Cautivo y desarmado el Ejército Rojo

La derecha en España siempre fundamentó su poder e influencia política y social en forzar las hechuras de la nación hacia lo extemporáneo. El dominio feudal de las élites económicas y estamentales y esa tendencia conservadora hacia el autoritarismo que, según Octavio Paz, desemboca en las dos formas predilectas de la esquizofrenia: el monólogo y el mausoleo, componen de forma determinante el propósito secular de los conservadores  de que los ciudadanos siempre tengan que vivir como presente momentos históricos destinados a pasar. El orden establecido es la derecha, su discurso unívoco la convierte en poseedora de la hegemonía ideológica mientras el intento de gestionar el malestar de la ciudadanía se señala como un acto contra el sistema y como un desorden en el contexto de la legalidad establecida.

Aquello que pretenda crearse un espacio político fuera del control de los que mandan es populista, sea el que sea su origen y aspiración. Con lo cual el término es simplemente un instrumento de guerra ideológica. Primero, se les señala como populistas y después se les excluye como actores de las mayorías parlamentarias y de las alianzas de gobierno. Ello supone que todo debe quedar en la marginalidad si no hay una aceptación acrítica de las relaciones de poder establecidas.

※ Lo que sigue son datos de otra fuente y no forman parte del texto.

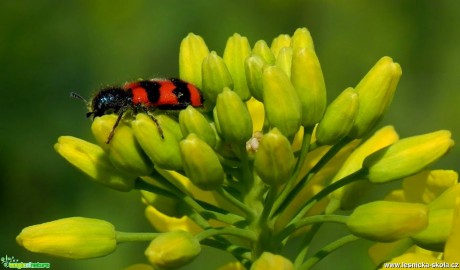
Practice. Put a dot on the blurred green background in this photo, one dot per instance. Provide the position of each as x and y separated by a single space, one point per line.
49 48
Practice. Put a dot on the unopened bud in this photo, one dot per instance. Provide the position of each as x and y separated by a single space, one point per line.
201 164
216 77
162 151
274 160
385 221
73 238
281 102
172 250
376 91
407 156
338 118
235 54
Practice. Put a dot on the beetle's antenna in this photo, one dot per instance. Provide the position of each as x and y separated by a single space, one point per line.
77 96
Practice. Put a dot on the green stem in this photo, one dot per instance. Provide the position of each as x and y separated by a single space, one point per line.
326 250
122 237
301 160
245 234
305 244
250 214
292 227
356 176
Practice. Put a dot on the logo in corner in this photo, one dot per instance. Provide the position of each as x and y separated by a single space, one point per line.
13 263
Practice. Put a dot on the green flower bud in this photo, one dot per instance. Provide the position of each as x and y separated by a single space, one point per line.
262 50
201 164
301 39
282 105
385 221
124 152
307 79
284 60
279 42
166 205
170 123
270 261
192 121
93 161
235 54
407 156
434 236
375 92
216 76
73 238
338 118
274 160
163 152
192 51
254 67
232 118
172 250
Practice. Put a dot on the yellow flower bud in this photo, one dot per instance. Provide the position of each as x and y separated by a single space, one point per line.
281 102
407 156
262 50
163 152
435 235
254 67
192 51
385 221
192 121
338 118
375 92
270 261
279 42
73 238
284 60
173 249
232 118
274 160
216 76
93 161
307 79
301 39
447 199
235 54
124 152
201 163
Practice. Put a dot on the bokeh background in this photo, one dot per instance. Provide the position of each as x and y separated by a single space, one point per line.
49 48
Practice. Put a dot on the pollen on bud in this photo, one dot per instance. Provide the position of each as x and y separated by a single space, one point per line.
201 163
274 159
270 261
407 156
235 54
73 238
216 77
232 118
163 152
338 118
94 161
192 121
376 91
386 221
192 51
172 250
281 101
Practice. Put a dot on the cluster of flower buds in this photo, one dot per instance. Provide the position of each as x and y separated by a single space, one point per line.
266 159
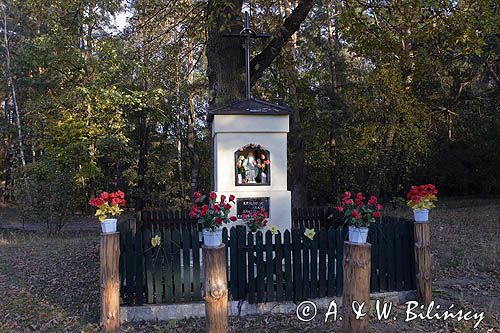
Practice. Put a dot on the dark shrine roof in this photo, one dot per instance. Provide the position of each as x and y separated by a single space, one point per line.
249 106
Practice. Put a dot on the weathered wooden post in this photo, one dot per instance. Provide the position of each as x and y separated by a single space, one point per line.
423 262
110 282
357 268
215 292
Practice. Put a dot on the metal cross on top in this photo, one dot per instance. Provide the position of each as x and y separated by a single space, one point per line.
247 33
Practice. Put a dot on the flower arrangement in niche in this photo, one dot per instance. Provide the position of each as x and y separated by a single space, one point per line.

No de otra manera puede entenderse que Mariano Rajoy con una gestión tan dolorosa para las mayorías sociales y con un partido emponzoñado por una corrupción estructural haya transferido su incapacidad para conseguir una mayoría parlamentaria que lo legitimara para formar gobierno, a un Partido Socialista dispuesto a desfigurarse en su posición y función en la sociedad hasta el extremo de entrar en una profunda crisis identitaria por la aceptación incondicional de las líneas rojas impuestas por la derecha.

El paso al pluripartidismo era la respuesta a una exigencia de mejor representación de una sociedad compleja. Es sorprendente que el PSOE haya sido incapaz de establecer nexos con los portadores de nuevas demandas y haya acabado en manos del que, según la teórica esgrima política, es su adversario real. Una rendición, fruto de su extravagante deriva ideológica, que le coloca para largo tiempo en posición subsidiaria y que expresa una idea muy estrecha de la democracia, reduciendo el espacio de lo posible hasta límites autoritarios, en torno a este inexistente lugar  llamado centro. Y pone de manifiesto la impotencia y la sumisión de una política que, incapaz de devolver a la ciudadanía la palabra que se le ha ido quitando, condena de antemano cualquier intento de dar voz al malestar.

Es sobre ese magma que apela a la resignación a que todo lo que favorece a las mayorías sociales sea imposible e inconveniente y que en su nombre se les empobrezca y se les hurte su capacidad de influencia en las decisiones del poder en lo que se fundamenta hoy el mediocre debate político que plantea los problemas de la nación en los ámbitos polémicos ajenos a los intereses de las mayorías cívicas. La hegemonía ideológica de la derecha en nuestro país siempre ha representado un secuestro parcial de la democracia.